From this directory, type in the command:
bash ../rename.sh 

bash tells the server that we’re running the bash script, next to which we have the scripts name. Since this script is in the directory above the current one, we use “../” before its name. If the script were in the same directory as the files that we wanted to change, we could just use the script name.

Note that this script will only change the extensions of all .txt files in the directory. If a file has an extension other than .txt, it will not be changed, but be aware of any .txt files you don’t want to make into .fas files when you run the script. (You could also change the script slightly to avoid changing them.)

Let’s look at an individual .fas file in this directory. Use more or less to inspect a file’s contents. You’ll notice that there are multiple sequences in each fasta file. And let’s say I want to align the sequences in each file.

I want to use MAFFT for alignment (MAFFT is an alignment software). Specifically, I want to use the -einsi option in MAFFT. Let’s run this option on a single file, the one that we changed the extension on at the beginning of this lesson.

cd back to ~/TodosSantos/scripting_exercises/. Use ls to make sure practice_compiledSeqs.fas is in this directory. Now let’s run MAFFT on this file:
einsi practice_compiledSeqs.fas > aligned_practice_compiledSeqs.fas 

We want to name the output (to the right of the “>”) differently than the input (to the left of the “>”) because if we don’t, the command will overwrite the input file, and we’ll lose the original.

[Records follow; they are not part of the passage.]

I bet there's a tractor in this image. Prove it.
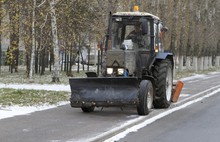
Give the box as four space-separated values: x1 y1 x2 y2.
69 7 183 115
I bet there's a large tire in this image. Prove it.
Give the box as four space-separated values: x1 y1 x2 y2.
153 59 173 108
137 80 154 115
81 106 95 113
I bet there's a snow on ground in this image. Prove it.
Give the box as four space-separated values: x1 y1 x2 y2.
0 74 219 119
0 83 70 119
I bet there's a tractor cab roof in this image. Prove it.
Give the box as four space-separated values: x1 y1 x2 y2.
113 11 160 20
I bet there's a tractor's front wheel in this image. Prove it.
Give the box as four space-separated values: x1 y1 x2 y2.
153 59 173 108
137 80 154 115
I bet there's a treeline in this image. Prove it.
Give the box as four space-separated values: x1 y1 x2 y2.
0 0 220 81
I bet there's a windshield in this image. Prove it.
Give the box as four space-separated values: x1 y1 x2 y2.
111 17 150 50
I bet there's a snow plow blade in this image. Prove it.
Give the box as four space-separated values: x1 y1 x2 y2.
69 77 139 107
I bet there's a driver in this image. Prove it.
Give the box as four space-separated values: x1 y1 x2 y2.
126 23 142 40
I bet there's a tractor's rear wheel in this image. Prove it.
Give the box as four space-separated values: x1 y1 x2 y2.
137 80 154 115
153 59 173 108
81 106 95 113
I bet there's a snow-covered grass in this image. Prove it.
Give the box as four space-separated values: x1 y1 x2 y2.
0 88 69 107
174 67 220 80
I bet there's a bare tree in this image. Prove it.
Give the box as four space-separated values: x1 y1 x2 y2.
50 0 60 82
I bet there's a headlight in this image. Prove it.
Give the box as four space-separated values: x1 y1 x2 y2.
107 68 113 74
118 68 124 75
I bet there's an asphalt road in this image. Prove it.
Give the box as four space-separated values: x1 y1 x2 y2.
0 73 220 142
119 93 220 142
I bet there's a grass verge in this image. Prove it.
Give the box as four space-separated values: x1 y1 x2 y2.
0 88 69 107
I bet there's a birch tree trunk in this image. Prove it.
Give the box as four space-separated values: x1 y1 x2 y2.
50 0 60 82
29 0 36 82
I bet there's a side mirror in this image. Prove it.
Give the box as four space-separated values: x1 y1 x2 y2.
141 19 148 35
161 26 168 32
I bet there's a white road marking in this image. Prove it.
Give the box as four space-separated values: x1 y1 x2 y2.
101 86 220 142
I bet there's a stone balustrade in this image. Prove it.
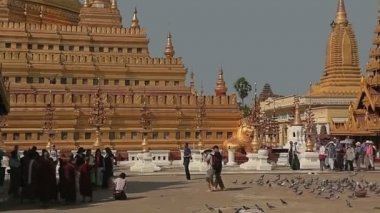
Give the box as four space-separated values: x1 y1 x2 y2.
9 90 237 107
127 150 171 166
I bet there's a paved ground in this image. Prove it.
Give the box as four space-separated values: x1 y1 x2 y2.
0 172 380 213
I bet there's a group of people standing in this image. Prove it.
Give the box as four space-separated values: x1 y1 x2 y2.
319 141 377 171
183 143 225 191
8 146 116 204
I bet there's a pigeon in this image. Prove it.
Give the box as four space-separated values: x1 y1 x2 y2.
267 203 276 209
205 204 215 211
255 204 265 213
346 200 352 208
280 199 288 205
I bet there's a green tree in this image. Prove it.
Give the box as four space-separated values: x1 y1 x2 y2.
234 77 252 107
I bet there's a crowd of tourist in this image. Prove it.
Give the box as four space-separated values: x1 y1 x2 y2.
319 140 377 171
4 146 126 205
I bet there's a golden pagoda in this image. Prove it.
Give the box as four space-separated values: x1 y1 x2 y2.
261 0 361 145
311 0 360 97
332 2 380 143
0 0 240 150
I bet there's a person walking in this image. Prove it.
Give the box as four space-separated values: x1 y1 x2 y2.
79 158 92 202
291 142 300 170
203 150 215 192
335 140 344 171
327 141 336 171
183 143 191 180
288 141 293 168
211 146 225 190
49 145 59 166
8 150 21 197
102 147 116 188
344 144 355 171
355 142 362 171
113 172 127 200
319 144 326 171
95 149 104 186
366 141 375 170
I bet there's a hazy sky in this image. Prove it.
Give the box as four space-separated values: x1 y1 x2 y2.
118 0 377 95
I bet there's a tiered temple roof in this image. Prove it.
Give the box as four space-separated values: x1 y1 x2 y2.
332 2 380 136
259 83 281 102
0 0 240 150
310 0 360 97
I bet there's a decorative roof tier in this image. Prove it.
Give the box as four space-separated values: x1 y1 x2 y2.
310 0 360 96
0 0 82 25
131 8 140 29
164 33 175 58
259 83 281 102
215 67 227 96
79 0 122 27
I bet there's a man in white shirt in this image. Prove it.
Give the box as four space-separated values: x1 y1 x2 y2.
49 145 59 165
113 172 127 200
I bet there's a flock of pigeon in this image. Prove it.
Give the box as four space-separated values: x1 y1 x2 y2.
205 173 380 213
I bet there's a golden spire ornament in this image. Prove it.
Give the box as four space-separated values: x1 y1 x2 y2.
131 7 140 29
164 33 175 58
215 66 227 96
293 97 302 126
334 0 348 24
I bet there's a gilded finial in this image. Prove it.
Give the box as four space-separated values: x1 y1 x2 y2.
131 7 140 28
40 6 44 19
190 72 196 94
164 33 175 58
335 0 348 24
24 3 28 16
215 66 227 96
293 96 302 126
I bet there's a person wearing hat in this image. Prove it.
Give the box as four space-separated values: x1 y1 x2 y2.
355 142 362 171
365 141 375 170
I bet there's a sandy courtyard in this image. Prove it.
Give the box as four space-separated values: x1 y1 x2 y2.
0 173 380 213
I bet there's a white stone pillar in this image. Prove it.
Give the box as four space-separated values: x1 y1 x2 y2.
240 153 258 170
227 148 237 166
130 152 161 173
257 149 272 171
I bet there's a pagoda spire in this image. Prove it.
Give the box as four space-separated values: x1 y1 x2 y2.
310 0 360 97
164 32 175 58
334 0 348 24
131 7 140 29
293 97 302 126
215 66 227 96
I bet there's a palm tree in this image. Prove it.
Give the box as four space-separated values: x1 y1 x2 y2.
234 77 252 106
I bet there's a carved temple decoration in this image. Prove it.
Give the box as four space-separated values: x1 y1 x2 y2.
0 0 240 150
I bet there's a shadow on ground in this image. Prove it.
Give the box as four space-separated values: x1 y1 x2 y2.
0 181 184 212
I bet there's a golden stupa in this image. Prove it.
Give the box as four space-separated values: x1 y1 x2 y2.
310 0 360 97
332 2 380 141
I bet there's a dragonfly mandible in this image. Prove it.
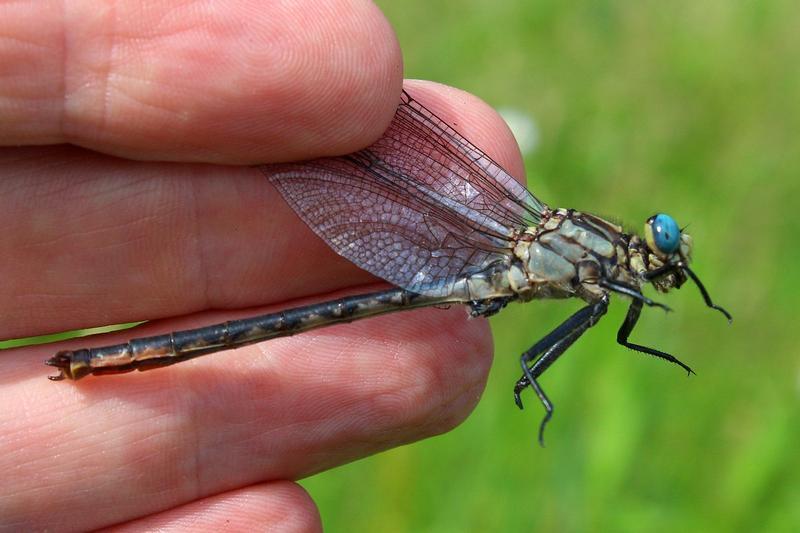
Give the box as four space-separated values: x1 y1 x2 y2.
46 91 732 444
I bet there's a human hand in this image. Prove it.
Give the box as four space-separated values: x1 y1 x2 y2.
0 1 522 530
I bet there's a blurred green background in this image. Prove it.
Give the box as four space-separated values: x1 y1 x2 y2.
303 0 800 532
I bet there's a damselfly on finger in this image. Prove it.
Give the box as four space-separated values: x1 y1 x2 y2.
47 92 731 442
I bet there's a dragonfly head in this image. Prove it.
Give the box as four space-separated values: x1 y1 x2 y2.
644 213 692 264
644 213 732 322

Once the command finishes running, use ls to confirm that there is now a file called aligned_practice_compiledSeqs.fas.

Now open a new file in BBEdit and copy and paste the content of rename.sh into it. Save this file as align.sh. Change the informational comments to include the function of this script, as well as your name and the date.

Now get rid of the original command (that changes the file extension) and replace it with this command:
for file in *.fas ; do einsi $file > aligned_$file ; done

This command will align the sequences within each .fas file using MAFFT einsi. Save the file in the same directory as rename.sh and navigate back into the directory sequences.

Now run the command:
bash ../align.sh 

After the script finishes running (when it stops printing text to the screen), use ls to look at the directory’s contents. You’ll notice that all .fas files now have an aligned version.

We could have done both of the above tasks (renaming and alignment) in a single bash script. See both_tasks.sh.